A Conservative MP has been criticised for suggesting “chaotic parents” can be to blame for sending their children to school hungry so they are unable to concentrate.
John Penrose, a former minister who is married to NHS Test and Trace chief Baroness Harding, made the remark in a letter to a constituent as he defended voting against extending free school meals.
Penrose argued that the root causes of poverty should be focused on as the government faces public anger after refusing to extend the meals into half-term and beyond.
He criticised “sticking plaster” solutions that “increase dependency” on state support, as Manchester United and England footballer Marcus Rashford leads a campaign against child hunger.
The backbencher added: “Practical measures which make a genuine difference to the causes of poverty include things like the Pupil Premium, which gives schools extra funding for disadvantaged pupils; breakfast clubs, which help children with chaotic parents who send them to school without breakfast so they can’t concentrate properly…”
Shadow education secretary Kate Green criticised Penrose’s remarks and said it is not too late to “do the right thing” and back free school meals over the Christmas holiday.
“It is completely unacceptable for a Conservative MP to blame parents for the challenges created by his own government’s chronic incompetence,” the Labour MP said.
“Children are at risk of going hungry because of a decade of stagnant wages and cuts to social security.

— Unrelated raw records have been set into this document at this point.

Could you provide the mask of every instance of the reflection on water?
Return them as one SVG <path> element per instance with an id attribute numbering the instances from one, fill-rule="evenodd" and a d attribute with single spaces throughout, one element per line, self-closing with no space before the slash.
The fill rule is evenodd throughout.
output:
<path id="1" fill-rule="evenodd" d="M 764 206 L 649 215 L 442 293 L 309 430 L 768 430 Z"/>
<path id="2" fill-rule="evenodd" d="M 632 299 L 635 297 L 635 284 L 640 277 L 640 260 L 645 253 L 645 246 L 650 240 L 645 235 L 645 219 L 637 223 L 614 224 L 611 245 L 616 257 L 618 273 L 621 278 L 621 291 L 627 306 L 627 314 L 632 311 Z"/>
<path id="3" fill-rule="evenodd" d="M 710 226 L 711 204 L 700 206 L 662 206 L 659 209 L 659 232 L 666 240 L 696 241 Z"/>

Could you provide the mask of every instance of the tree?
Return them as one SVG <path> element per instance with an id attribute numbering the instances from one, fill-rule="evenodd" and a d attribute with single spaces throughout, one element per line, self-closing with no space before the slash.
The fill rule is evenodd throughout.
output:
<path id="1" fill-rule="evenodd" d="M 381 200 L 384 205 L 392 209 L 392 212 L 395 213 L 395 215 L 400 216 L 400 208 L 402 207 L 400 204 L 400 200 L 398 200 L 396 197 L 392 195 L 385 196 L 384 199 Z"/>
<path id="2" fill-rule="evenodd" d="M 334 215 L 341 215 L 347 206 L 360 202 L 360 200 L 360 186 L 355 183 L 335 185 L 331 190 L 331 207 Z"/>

Not only have the Conservatives voted against helping these children, they are now blaming their parents.”
The letter, which was posted to Twitter by a man saying he is a constituent of the Weston-super-Mare MP, comes after a separate controversial comment from a Tory colleague.
Mansfield MP Ben Bradley, who later argued his remark was “totally taken out of context”, replied to a tweet that described the free school meals programme as “£20 cash direct to a crack den and a brothel” by saying: “That’s what FSM vouchers in the summer effectively did…”
The Mirror, which first reported Penrose’s letter, quoted the MP as defending the contents of the letter.
“I’m afraid this says more about the small anti-Tory prejudices of a couple of local Labour activists than about what’s really in my letter, which is clearly about how breakfast clubs can be a valuable way of dealing with one of the causes of poverty, not about everybody else who uses breakfast clubs too,” he said.
Penrose’s wife, Baroness Harding, has faced criticism over her handling of the coronavirus Test and Trace system.
Shadow health minister Justin Madders said: “He ought to look at the management of Test and Trace if he wants to know what chaotic really is.”
Ministers are examining how holiday clubs could be used to feed hungry children in England in an effort to resolve the free school meals row.